What might this mean for us now when we are accustomed to things always going a certain way, but are limited in our imaginations to only (albeit in itself) the profound abundance of what three measures of flour can do!
So it is I offer now those ways and places where I am yearning for the sort of promise those three visitors offered Abraham and Sarah so long ago. One that assures that God is not done doing new things, life giving, life altering things for the sake of God’s Beloved:
- Surely, for me, I am wondering about this in the wake of a recent, really unexpected death and the grief which has not yet been fully experienced for it is still so new. Oh, I have been here before, yes, but not in precisely this way. And yes, having been here before, I know with certainty that the journey changes and it changes you, but one does find healing. I wonder this time, though, how God will do new things, even with the broken-hearted.
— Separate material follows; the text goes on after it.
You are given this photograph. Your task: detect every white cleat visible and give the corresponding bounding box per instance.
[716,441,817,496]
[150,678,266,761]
- In a community where real struggles are too much hidden, or perhaps are lived out in ways and places we have long since quit looking for them: in friends and strangers both. Where our sense of helplessness has calcified into hopelessness and we are paralyzed to be and do what we can to alleviate the pain borne of hunger or violence experienced by those we live alongside. For instance, I see this especially among school age children and those in our schools who are called to teach, but who find themselves unable to do anything as they once did and are more than weary in the trying. What new thing might God be about to do — that which we cannot yet imagine now — among and in behalf of the younger ones who live where we do?
- And yes, in a time when at least where I live and serve, we are still discerning what it means to be the church in a world which so wants to be, but is not yet post-pandemic. When some have returned wanting things to be as they were, and some have not found their way back at all and may never. What promise might be ours when we cannot yet imagine a new ‘way’ of being and doing, even as we sense that something entirely different is being called up in and out of us. What might God already be doing that we do not yet have the capacity to see and understand?
- These are just some of mine. What would you add?
Indeed, without a doubt Sarah and Abraham had long settled for what had always been, unable to yet see what God had in store.
How might their experience speak to you and those you serve in the places you find yourselves even now?
Thoughtful, timely, and meaningful. MANY thanks!
You’re welcome, Bil! I hope your travels are going well!